AQUÍ VIENEN DE NUEVO



Un jaleo inusual, como de manifestación, me obligó a asomarme a la ventana: un grupo recorría la calle. Saludaban a los que bebían la caña en el bar, a la florista, al que salía del garaje, al camarero que limpiaba las mesas de la terraza… Agucé el oído, no conseguía oír. Por los gestos supe que invitaban a unirse a ellos. No enarbolaban pancartas, ni lucían lazos en la solapa, no gritaban eslóganes. ¿Dónde se dirigían? ¿Qué pretendían con esa marcha alborotadora? El ruido había detenido mientras dormitaba en el sofá mi pasatiempo favorito: imaginar historias. La vecina del bajo, que se desplaza con andador, descubre un día que las piernas le funcionan lo que no le valen son los estrechos zapatos de cristal a los pies hinchados como pelotas.

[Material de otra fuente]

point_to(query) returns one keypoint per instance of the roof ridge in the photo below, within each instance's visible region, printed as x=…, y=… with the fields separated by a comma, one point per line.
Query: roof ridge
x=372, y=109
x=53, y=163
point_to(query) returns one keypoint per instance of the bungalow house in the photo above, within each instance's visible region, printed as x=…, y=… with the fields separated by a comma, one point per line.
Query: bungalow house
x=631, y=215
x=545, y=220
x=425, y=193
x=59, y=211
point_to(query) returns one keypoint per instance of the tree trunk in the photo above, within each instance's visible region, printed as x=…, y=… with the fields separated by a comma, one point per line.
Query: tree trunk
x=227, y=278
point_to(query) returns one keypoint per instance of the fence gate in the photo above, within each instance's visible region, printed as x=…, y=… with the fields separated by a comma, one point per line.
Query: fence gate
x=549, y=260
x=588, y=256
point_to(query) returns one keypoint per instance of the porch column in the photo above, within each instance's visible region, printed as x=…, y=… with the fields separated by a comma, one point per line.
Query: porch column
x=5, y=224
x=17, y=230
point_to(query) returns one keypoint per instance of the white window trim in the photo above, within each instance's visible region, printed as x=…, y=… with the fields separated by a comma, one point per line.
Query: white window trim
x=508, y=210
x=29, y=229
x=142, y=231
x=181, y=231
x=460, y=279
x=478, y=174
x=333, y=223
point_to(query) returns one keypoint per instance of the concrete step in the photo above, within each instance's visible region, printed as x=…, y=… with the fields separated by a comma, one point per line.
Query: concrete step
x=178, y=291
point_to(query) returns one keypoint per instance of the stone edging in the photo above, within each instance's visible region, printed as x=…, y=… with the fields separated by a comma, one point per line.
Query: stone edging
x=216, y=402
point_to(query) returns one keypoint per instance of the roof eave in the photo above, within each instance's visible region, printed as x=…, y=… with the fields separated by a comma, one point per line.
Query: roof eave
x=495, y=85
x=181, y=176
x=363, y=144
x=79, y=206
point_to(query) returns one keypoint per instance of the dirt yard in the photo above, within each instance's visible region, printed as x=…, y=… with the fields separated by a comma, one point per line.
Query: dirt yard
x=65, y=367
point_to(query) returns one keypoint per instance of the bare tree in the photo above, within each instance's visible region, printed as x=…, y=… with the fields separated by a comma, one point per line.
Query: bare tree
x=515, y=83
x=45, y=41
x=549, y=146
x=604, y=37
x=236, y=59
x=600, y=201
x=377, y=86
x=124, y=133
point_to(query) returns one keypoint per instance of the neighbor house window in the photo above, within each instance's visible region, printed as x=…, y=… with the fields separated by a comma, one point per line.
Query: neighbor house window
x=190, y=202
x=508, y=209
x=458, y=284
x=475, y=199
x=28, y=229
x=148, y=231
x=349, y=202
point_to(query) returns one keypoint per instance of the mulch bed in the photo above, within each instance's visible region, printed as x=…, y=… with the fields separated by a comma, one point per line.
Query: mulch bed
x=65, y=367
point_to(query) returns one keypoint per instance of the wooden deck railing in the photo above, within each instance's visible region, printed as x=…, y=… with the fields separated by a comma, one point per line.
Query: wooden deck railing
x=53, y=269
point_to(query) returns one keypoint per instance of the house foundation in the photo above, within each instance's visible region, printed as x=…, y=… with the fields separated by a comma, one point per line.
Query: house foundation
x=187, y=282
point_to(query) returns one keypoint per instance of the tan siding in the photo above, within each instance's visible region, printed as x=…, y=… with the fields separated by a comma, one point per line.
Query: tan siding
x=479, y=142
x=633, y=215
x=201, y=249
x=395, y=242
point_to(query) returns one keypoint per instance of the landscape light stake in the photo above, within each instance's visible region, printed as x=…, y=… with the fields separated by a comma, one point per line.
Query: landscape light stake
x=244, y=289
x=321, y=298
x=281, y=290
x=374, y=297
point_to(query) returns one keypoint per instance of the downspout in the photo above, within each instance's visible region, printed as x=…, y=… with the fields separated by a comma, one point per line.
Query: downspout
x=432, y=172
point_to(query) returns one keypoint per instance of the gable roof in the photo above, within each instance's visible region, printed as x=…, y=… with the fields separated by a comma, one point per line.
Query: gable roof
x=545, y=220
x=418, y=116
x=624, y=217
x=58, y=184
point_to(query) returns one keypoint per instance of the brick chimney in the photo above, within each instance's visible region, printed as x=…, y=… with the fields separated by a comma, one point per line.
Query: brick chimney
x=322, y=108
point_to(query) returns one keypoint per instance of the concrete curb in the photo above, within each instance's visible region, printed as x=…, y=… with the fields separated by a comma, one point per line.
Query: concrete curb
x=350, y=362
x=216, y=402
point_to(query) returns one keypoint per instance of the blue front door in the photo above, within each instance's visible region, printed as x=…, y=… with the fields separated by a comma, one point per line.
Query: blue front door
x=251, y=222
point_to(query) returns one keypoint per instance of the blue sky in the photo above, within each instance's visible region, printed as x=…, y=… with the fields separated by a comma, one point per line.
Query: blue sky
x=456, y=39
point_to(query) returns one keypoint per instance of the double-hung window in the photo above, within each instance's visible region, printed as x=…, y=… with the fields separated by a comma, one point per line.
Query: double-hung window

Día tras día, pasan por delante de mi ventana cambiando el gris de la calle por un paisaje multicolor. Ya ni siquiera espero a escucharlos: me acodo en la ventana y aguardo. A veces distingo caras nuevas, hace unos días vi a la vecina del bajo, debe andar por los setenta. Lo increíble es que hoy que camina entre ellos no usa ni bastón y no distingo las arrugas que se le hundían en la cara, y los ojos, sobre todo los ojos, brillan, rebosan energía y hoy me ha mirado y ha levantado la mano y la ha sacudido como diciendo, «!Baja!». Señora, por Dios, si ni siquiera nos hemos cruzado por la escalera. ¡¿Cómo se le habrá ocurrido?! ¡¿Quién es ella para azuzarme a sumergirme en esa marea palpitante?!
Reconozco que un cuchicheo al oído decía algo como, ¿por qué no? Tumbada en el sofá, he imaginado que le gritaba que en cuanto encontrase unos zapatos, bajaba. Ella no lo sabe, pero hace tanto que no los uso que ni sé dónde los tengo. Me paso la vida con los pies subidos al sofá. Es un buen sofá, acogedor, suave, abrigadito en invierno y fresco en verano porque ya me ocupé yo de que fuera todo terreno, que sabía la de horas que me iba a pasar sentada en él con los pies resguardados bajo las piernas dobladas. Hasta ahora ha cumplido su propósito. Aunque este desfile diario me atrae como la manzana a Blancanieves, me obliga a dejarlo, a pasar más tiempo en la ventana y los pies se me enfrían y eso no me gusta. ¿Por qué pasan a diario, precisamente, por mi calle? No niego que me gusta el espectáculo, desde arriba veo la gente pequeñita, como niños juguetones. Y es que la mayoría son muy jóvenes aunque, después de lo sucedido con la del bajo, quién sabe si son rejuvenecidos, si ese caminar no les quita años, tristezas, rencores. Al final me van a hacen sonreír. Aunque verles unidos, hermanados, me pellizca como si un bicho se retorciese justo ahí, en la boca del estómago, cerca del pecho. Cerca del corazón.
Me miro en el espejo, no tengo las arrugas de la vecina, si bien mis ojos no brillan como los suyos. Al llegar Toni le he preguntado cómo me veía.
―¿Sinceramente? ―he notado un salto en las tripas, como si alguien las hubiera despertado de la siesta. He asentido porque sé que Toni no me hará daño― No aparentas la edad que tienes.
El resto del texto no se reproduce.